Der Kleiekotzer spuckt am Ende alles aus

Dritte Geburtstagsfeier der Ginsheimer Schiffsmühle bot weitere Einblicke in frühere Zeiten

Rudolf Guthmann demonstriert gemeinsam mit seinen Söhnen, wie noch vor 100 Jahren das Korn gedroschen wurde, bevor es in der Mühle gemahlen wurde.?(mas/Fotos: Schütz)

 

GINSHEIM (mas) – Am vergangenen Sonntag, 28. September, gab es auf der NATO-Rampe am Ginsheimer Rheinufer mal wieder einiges zu erleben. Anlass war der dritte Geburtstag der Schiffsmühle. Am 29. September 2011 wurde sie in Ginsheim angeliefert, erklärte der Erste Vorsitzende des Vereins „Historische Rheinschiffsmühle Ginsheim“, Herbert Jack. „Das geschah unter großer Beteiligung der Bevölkerung. Unzählige Boote begleiteten die Mühle auf den letzten Kilometern.“ Es ergab ein tolles Bild, wie sie da den Rhein entlanggeschippert kam.

 

Bei einer der Führungen durch die Mühle, die alle halbe Stunde stattfanden, wusste Jack noch einiges mehr an interessanten Fakten zu erzählen. Genaue Pläne zum Aufbau in der Mühle gibt es nicht, jedoch ist man überzeugt, sie anhand der vorliegenden Beschreibungen so originalgetreu wie möglich nachgebaut zu haben.

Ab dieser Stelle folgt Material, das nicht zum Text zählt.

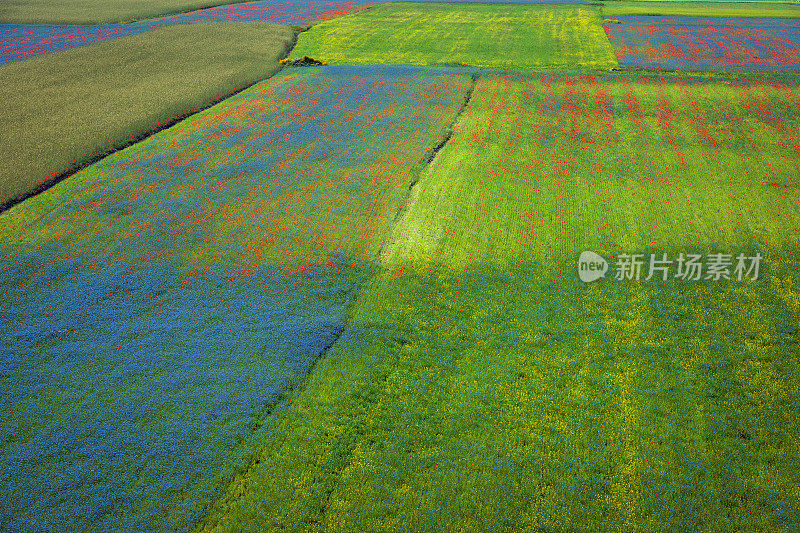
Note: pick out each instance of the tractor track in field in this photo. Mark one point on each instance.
(342, 448)
(428, 158)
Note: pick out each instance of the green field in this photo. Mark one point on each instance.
(480, 386)
(506, 36)
(508, 400)
(94, 11)
(702, 8)
(85, 102)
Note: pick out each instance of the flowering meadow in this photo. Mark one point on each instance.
(485, 35)
(159, 303)
(704, 43)
(541, 167)
(18, 41)
(480, 386)
(487, 399)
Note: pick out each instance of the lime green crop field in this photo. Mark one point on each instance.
(702, 9)
(93, 11)
(486, 35)
(480, 386)
(82, 103)
(543, 167)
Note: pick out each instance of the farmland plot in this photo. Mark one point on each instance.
(20, 41)
(510, 399)
(117, 11)
(699, 8)
(80, 104)
(504, 36)
(481, 386)
(702, 43)
(159, 303)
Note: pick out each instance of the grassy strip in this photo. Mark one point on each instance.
(75, 106)
(505, 36)
(702, 9)
(95, 11)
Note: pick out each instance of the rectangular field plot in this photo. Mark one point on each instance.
(80, 104)
(699, 8)
(541, 168)
(158, 304)
(173, 11)
(481, 386)
(505, 36)
(20, 41)
(703, 43)
(501, 399)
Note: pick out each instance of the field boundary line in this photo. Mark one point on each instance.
(146, 134)
(427, 160)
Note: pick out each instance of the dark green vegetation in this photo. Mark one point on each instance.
(94, 11)
(486, 35)
(702, 9)
(82, 103)
(480, 386)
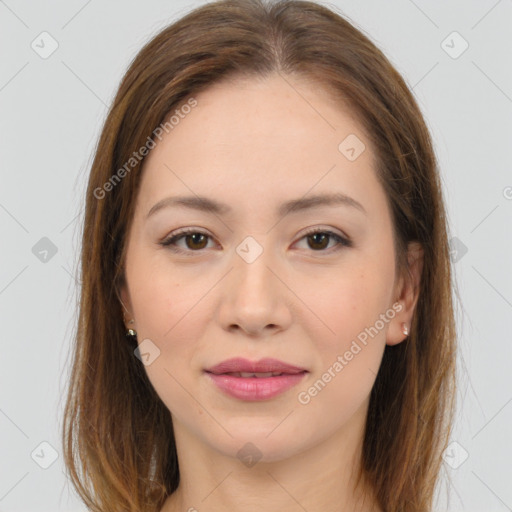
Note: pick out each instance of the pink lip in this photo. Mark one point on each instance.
(255, 388)
(239, 364)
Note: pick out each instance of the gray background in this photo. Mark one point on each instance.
(51, 112)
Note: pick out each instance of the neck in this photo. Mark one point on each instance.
(318, 478)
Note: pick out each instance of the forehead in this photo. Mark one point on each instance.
(261, 138)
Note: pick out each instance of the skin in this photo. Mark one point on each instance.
(253, 144)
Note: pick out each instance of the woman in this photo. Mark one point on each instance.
(266, 316)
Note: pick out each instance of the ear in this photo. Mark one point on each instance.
(125, 304)
(406, 293)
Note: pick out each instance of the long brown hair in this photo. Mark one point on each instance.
(118, 438)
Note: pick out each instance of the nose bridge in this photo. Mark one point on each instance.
(254, 297)
(252, 276)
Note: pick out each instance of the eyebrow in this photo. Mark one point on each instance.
(206, 204)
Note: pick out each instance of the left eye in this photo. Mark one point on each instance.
(196, 240)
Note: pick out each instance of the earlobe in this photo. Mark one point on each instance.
(126, 306)
(408, 293)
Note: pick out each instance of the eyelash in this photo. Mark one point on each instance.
(171, 241)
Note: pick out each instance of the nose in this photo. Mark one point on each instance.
(254, 298)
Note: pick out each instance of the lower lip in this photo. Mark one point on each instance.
(255, 388)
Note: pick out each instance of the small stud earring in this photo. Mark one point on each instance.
(131, 334)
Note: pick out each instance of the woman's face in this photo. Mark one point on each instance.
(253, 282)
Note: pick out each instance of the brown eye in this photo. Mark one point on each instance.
(198, 240)
(319, 240)
(194, 240)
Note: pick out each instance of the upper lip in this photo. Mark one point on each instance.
(239, 364)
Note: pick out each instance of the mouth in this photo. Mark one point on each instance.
(241, 367)
(262, 380)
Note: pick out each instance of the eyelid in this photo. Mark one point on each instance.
(342, 239)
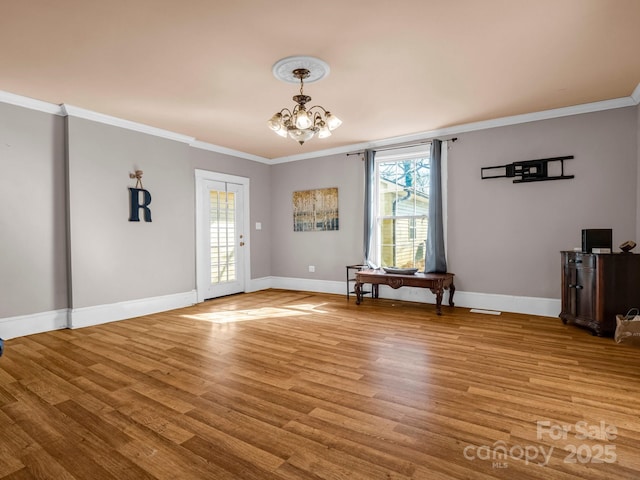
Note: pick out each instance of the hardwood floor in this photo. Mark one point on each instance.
(295, 385)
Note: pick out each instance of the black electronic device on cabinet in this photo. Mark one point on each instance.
(596, 238)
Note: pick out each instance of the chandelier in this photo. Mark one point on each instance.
(302, 123)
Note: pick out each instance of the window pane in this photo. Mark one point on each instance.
(402, 211)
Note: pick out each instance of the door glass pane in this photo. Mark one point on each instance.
(222, 236)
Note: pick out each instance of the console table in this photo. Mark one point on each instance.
(436, 282)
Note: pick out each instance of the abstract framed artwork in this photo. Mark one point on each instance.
(315, 210)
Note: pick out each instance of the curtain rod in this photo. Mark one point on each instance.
(397, 147)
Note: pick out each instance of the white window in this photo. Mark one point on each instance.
(401, 207)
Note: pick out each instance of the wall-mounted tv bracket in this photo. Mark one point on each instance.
(529, 170)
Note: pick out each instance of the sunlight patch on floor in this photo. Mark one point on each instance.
(245, 315)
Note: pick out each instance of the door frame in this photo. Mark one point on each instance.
(202, 278)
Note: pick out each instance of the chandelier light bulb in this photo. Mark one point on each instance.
(301, 136)
(275, 122)
(282, 131)
(324, 131)
(333, 122)
(303, 120)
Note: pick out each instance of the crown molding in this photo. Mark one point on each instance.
(630, 101)
(30, 103)
(71, 111)
(635, 96)
(229, 151)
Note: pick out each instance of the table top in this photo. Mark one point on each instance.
(382, 273)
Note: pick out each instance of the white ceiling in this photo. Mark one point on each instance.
(202, 68)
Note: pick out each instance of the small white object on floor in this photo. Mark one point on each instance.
(488, 312)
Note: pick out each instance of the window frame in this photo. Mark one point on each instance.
(397, 154)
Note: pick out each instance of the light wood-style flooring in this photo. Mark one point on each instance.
(295, 385)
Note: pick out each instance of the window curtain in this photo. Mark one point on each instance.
(369, 220)
(435, 260)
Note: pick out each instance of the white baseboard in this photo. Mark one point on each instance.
(545, 307)
(12, 327)
(309, 285)
(97, 314)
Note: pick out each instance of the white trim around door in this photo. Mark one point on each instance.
(203, 275)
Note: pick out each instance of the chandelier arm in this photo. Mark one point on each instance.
(318, 106)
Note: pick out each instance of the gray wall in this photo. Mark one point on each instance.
(112, 259)
(259, 175)
(33, 275)
(505, 238)
(330, 251)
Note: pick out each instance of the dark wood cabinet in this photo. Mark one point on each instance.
(597, 287)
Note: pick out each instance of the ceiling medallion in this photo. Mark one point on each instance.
(302, 123)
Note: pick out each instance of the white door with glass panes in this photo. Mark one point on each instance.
(222, 240)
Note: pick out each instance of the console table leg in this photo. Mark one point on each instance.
(438, 292)
(452, 290)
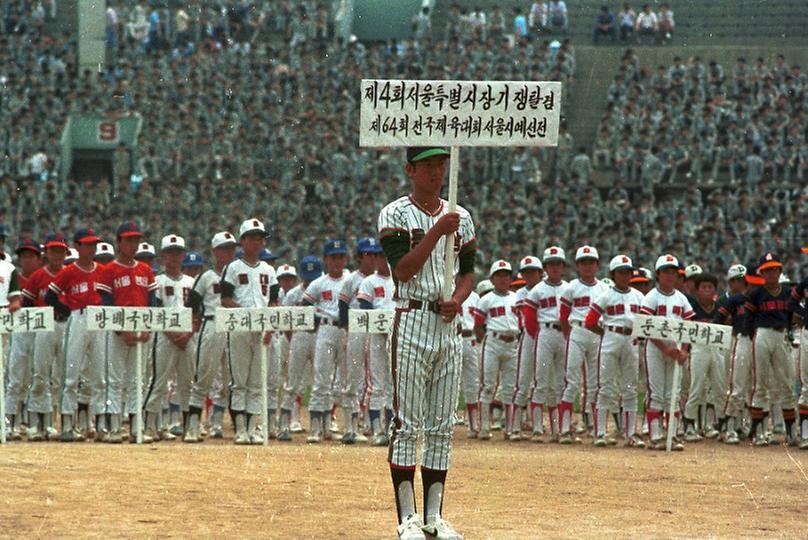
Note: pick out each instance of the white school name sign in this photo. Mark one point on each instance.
(691, 332)
(459, 113)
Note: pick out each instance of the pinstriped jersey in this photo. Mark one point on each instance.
(617, 308)
(544, 297)
(578, 296)
(404, 215)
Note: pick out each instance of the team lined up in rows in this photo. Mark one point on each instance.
(542, 342)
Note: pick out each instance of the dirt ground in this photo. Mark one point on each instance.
(495, 490)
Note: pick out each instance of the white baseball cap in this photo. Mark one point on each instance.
(104, 249)
(286, 270)
(145, 249)
(554, 253)
(736, 271)
(500, 265)
(586, 252)
(692, 271)
(223, 239)
(251, 226)
(620, 262)
(530, 262)
(172, 241)
(666, 261)
(485, 286)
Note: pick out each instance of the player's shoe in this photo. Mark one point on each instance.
(381, 440)
(439, 529)
(601, 441)
(635, 441)
(411, 528)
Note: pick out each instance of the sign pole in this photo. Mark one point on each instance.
(138, 392)
(672, 427)
(3, 395)
(448, 271)
(264, 392)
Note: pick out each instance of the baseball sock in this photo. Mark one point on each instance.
(433, 481)
(403, 482)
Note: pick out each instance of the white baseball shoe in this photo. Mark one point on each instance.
(411, 528)
(439, 529)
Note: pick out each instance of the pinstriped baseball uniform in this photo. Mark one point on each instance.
(426, 352)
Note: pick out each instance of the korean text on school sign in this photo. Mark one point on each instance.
(459, 113)
(694, 333)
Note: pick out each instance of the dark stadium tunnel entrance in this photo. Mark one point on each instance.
(91, 165)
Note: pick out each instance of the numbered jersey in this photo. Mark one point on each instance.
(405, 216)
(351, 288)
(497, 312)
(617, 308)
(173, 292)
(378, 291)
(36, 287)
(545, 298)
(467, 311)
(578, 296)
(251, 283)
(323, 293)
(208, 287)
(129, 285)
(76, 286)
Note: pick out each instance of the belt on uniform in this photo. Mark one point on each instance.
(507, 338)
(426, 306)
(623, 331)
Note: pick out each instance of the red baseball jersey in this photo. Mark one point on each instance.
(37, 286)
(76, 287)
(129, 285)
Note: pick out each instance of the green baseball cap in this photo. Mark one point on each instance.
(417, 153)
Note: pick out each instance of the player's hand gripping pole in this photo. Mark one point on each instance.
(672, 427)
(448, 271)
(138, 427)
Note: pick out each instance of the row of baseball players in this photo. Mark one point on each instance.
(545, 342)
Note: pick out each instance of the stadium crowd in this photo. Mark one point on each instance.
(263, 122)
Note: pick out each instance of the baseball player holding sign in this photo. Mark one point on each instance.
(426, 350)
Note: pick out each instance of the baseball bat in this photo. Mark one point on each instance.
(448, 270)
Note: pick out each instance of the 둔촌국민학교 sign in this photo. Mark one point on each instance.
(459, 113)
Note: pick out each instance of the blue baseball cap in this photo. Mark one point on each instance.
(368, 245)
(28, 245)
(86, 235)
(127, 229)
(267, 255)
(335, 247)
(192, 259)
(310, 268)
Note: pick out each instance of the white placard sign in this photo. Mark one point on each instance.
(269, 319)
(459, 113)
(694, 333)
(26, 320)
(370, 321)
(139, 319)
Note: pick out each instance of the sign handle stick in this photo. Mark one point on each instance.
(3, 396)
(448, 272)
(138, 392)
(264, 392)
(672, 427)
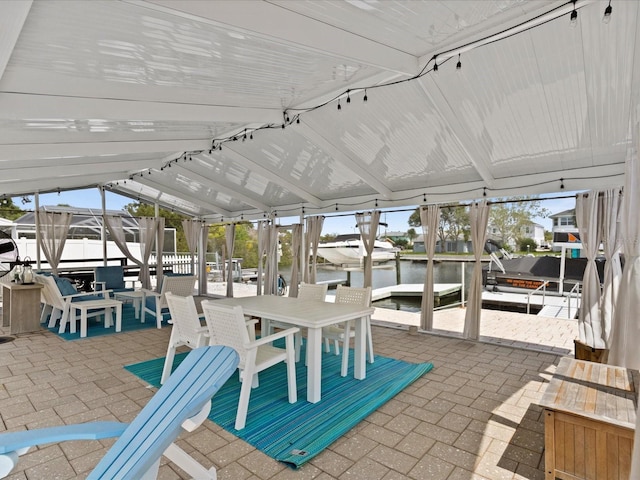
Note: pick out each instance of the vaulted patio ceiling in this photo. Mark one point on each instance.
(114, 93)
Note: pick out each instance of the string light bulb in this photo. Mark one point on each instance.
(573, 19)
(607, 14)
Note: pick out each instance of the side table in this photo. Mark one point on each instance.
(21, 307)
(135, 296)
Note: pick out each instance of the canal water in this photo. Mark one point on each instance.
(410, 272)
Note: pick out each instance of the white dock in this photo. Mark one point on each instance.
(552, 306)
(440, 290)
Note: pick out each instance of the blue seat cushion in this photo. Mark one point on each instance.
(112, 276)
(171, 274)
(65, 286)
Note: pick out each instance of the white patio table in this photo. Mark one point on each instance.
(312, 315)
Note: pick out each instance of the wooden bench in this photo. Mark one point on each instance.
(590, 417)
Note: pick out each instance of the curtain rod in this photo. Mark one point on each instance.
(451, 205)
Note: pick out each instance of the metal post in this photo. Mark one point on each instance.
(38, 237)
(463, 265)
(103, 231)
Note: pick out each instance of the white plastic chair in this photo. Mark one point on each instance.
(185, 331)
(307, 291)
(339, 333)
(155, 303)
(227, 327)
(58, 306)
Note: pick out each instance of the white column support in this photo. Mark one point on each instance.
(103, 229)
(37, 219)
(202, 259)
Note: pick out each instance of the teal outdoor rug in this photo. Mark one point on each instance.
(295, 433)
(95, 325)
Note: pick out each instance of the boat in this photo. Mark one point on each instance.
(348, 250)
(556, 274)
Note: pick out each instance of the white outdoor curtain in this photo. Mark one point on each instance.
(54, 227)
(230, 238)
(263, 243)
(296, 242)
(314, 230)
(368, 227)
(160, 222)
(610, 218)
(479, 215)
(625, 328)
(429, 217)
(148, 227)
(191, 229)
(271, 272)
(590, 330)
(116, 230)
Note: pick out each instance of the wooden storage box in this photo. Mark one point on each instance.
(590, 417)
(585, 352)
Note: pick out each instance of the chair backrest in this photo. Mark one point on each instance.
(353, 295)
(226, 325)
(184, 315)
(112, 276)
(179, 285)
(313, 291)
(50, 291)
(194, 382)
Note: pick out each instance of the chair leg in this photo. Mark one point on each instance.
(245, 393)
(369, 339)
(189, 464)
(291, 369)
(47, 310)
(168, 362)
(345, 349)
(64, 320)
(53, 318)
(297, 345)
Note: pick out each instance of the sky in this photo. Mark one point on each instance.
(397, 221)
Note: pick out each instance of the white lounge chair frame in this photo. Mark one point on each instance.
(227, 327)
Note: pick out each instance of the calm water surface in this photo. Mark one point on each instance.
(410, 272)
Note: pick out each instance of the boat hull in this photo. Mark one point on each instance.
(353, 252)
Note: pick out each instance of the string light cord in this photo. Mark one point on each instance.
(494, 193)
(293, 115)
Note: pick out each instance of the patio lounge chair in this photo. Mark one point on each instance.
(155, 303)
(227, 326)
(186, 329)
(183, 402)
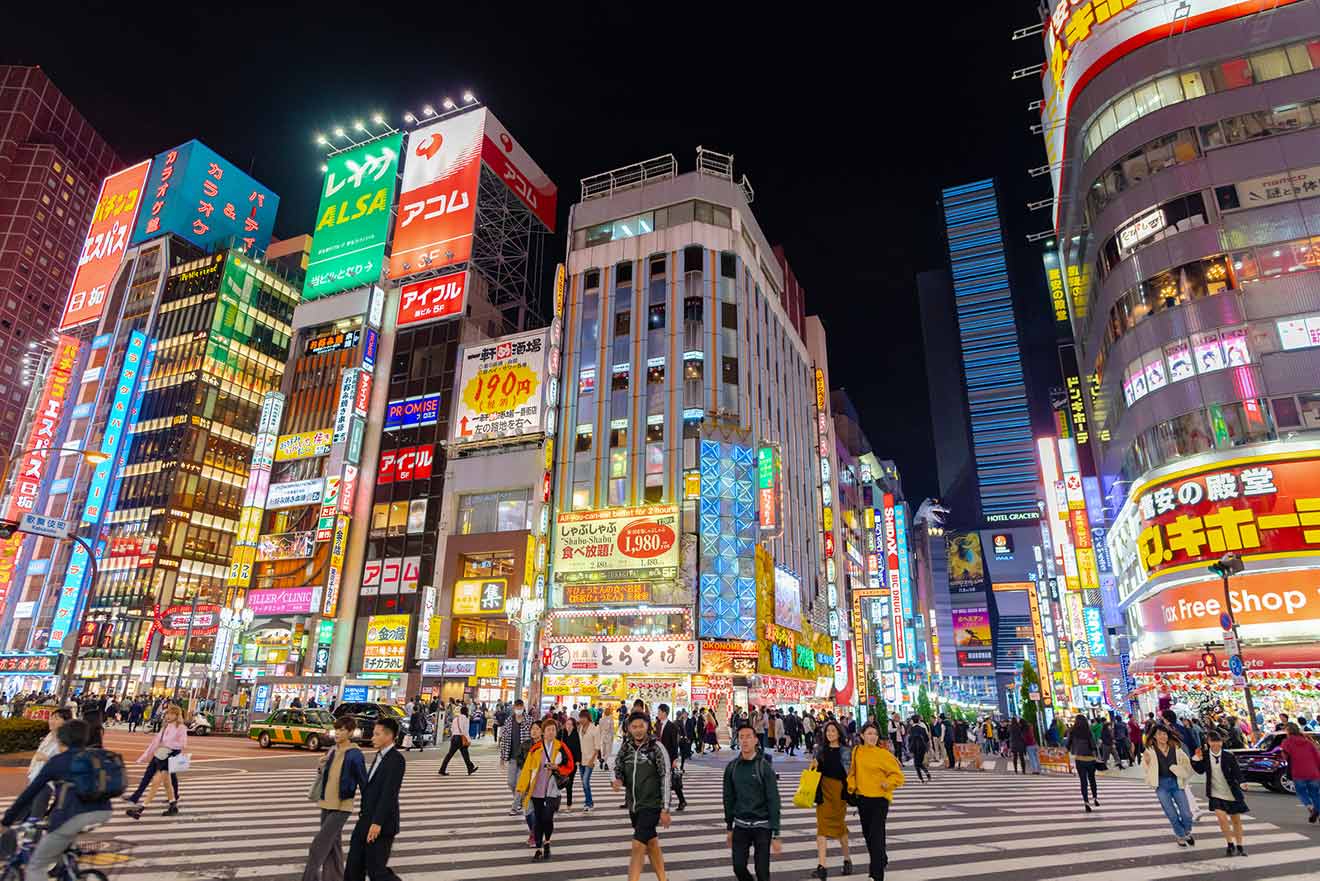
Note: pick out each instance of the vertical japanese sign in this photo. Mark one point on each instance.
(116, 423)
(353, 221)
(437, 204)
(31, 469)
(103, 250)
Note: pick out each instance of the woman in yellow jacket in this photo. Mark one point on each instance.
(871, 779)
(548, 762)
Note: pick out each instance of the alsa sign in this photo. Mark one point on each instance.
(432, 300)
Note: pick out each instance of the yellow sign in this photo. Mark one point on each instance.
(479, 596)
(387, 643)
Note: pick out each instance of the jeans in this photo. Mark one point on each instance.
(757, 840)
(1172, 798)
(1308, 793)
(586, 785)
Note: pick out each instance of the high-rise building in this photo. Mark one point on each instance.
(689, 424)
(1184, 268)
(994, 381)
(52, 163)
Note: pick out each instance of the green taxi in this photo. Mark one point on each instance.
(310, 728)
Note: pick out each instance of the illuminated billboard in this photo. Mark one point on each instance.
(104, 246)
(500, 388)
(353, 219)
(199, 196)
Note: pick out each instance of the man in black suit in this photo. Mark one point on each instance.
(378, 814)
(667, 733)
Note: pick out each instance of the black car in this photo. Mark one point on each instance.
(1266, 762)
(366, 715)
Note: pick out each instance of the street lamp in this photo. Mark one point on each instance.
(1228, 565)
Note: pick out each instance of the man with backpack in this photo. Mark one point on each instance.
(77, 785)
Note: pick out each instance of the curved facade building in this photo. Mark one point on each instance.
(1184, 143)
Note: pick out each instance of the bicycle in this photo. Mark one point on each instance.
(20, 842)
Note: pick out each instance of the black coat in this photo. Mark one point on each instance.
(1232, 772)
(380, 794)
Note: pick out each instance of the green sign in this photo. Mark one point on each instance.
(353, 221)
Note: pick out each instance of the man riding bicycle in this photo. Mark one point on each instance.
(71, 811)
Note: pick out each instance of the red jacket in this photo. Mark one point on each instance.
(1303, 757)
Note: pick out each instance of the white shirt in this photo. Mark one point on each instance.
(376, 760)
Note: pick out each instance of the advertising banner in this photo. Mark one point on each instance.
(437, 204)
(387, 643)
(31, 468)
(966, 564)
(500, 388)
(353, 219)
(972, 637)
(636, 657)
(430, 300)
(104, 246)
(1254, 505)
(279, 601)
(618, 544)
(199, 196)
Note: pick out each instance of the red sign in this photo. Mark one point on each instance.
(1249, 505)
(45, 427)
(432, 300)
(107, 238)
(437, 204)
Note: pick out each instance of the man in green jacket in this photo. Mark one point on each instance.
(751, 807)
(642, 769)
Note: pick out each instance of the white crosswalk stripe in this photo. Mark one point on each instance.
(239, 824)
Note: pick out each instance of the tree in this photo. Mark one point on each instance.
(1030, 683)
(923, 707)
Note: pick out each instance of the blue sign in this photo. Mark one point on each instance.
(1094, 630)
(115, 424)
(199, 196)
(409, 412)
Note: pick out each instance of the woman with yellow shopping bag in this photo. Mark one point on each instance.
(830, 766)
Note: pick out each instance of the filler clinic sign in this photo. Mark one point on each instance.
(107, 239)
(353, 219)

Mit dabei bei der spannenden Führung waren Gäste aus der Schweiz, von der Bühler AG, die die ursprüngliche Mühle im Jahre 1895 ausgestattet hatte und ohne deren Unterstützung der Nachbau kaum möglich gewesen wäre – lieferte sie doch nicht zuletzt die einzigen Informationen darüber, wie das Innere der Schiffsmühle einmal ausgesehen haben muss.
Wie beim Original liegt auch heute der Eingang, durch den das Getreide hereinkommt, am hinteren Ende der Mühle, so dass es gegen die Strömung angeliefert werden konnte. In diese Richtung schaut auch der „Kleiekotzer“. Aus dessen hölzerner Fratze fällt am Ende des Vorgangs die Kleie, hauptsächlich jedoch soll er böse Geister vertreiben. Das große Mühlrad, das ursprünglich den ganzen Mahlvorgang erst ins Laufen brachte, muss heute zur Demonstration elektrisch betrieben werden. Die Strömung am Liegeplatz reicht einfach nicht aus. Beeindruckend ist es dennoch, wie eineinhalb Umdrehungen des Rades umgewandelt werden in rund 100 Umdrehungen des 700 Kilo schweren Mühlsteins. Und wie exakt der Abstand der Steine sein muss und eingestellt werden kann. Man kommt aus dem Staunen kaum mehr heraus.
Im Rahmen der Geburtstagsfeier hatte sich der Verein ein buntes Programm für seine Gäste einfallen lassen, die es sich bei schönstem spätsommerlichem Wetter gut gehen lassen konnten. Das erste Highlight gab es bereits um 11.30 Uhr. Gemeinsam mit seinen zwei Söhnen und einem Enkel erklärte und demonstrierte Landwirt Rudolf Guthmann, was vor rund 100 Jahren mit dem Getreide passierte, bevor es in eine Mühle wie die Ginsheimer Schiffsmühle gebracht wurde. Anschaulich machte er deutlich, wie viel mehr Arbeit die Ernte und Verarbeitung von Weizen damals machte – ein Umstand, der einem in heutiger Zeit selten bewusst ist.
Mit rund 100 Jahre alten Dreschflegeln wurde das Korn gedroschen. Auf die richtige Drehung komme es hier an, so Guthmann, und auf den richtigen Rhythmus, damit man sich nicht gegenseitig in die Quere kommt. Schließlich musste dann die Spreu vom Weizen getrennt werden. „Dieses Sprichwort gibt es ja heute noch“, stellte Guthmann fest. Die alte Windfege erledigte diese Arbeit im Nu. Das Drehen einer Kurbel erzeugt Wind, der die Spreu in einem hohen Bogen hinten aus der Maschine hinausfliegen lässt, während der Weizen ordentlich unten herausfällt. Das Publikum auf der Rampe folgte den Ausführungen gespannt und applaudierte kräftig nach dieser lehrreichen Demonstration. Für das leibliche Wohl war während des gesamten Nachmittages natürlich bestens gesorgt. Die Vereinsmitglieder verkauften leckere Würstchen und kalte Getränke sowie eine große Auswahl an Kuchen zum Kaffee.
Während der ersten Stunden sorgte Vorstandsmitglied Jochen Frickel am E-Piano für musikalische Unterhaltung. Später am Tag traten die Musikschule Mainspitze sowie ein Seemannschor aus Biebesheim auf. 
Seit nunmehr drei Jahren liegt die historische Schiffsmühle in Ginsheim am Rheinufer und kann dort besichtigt werden.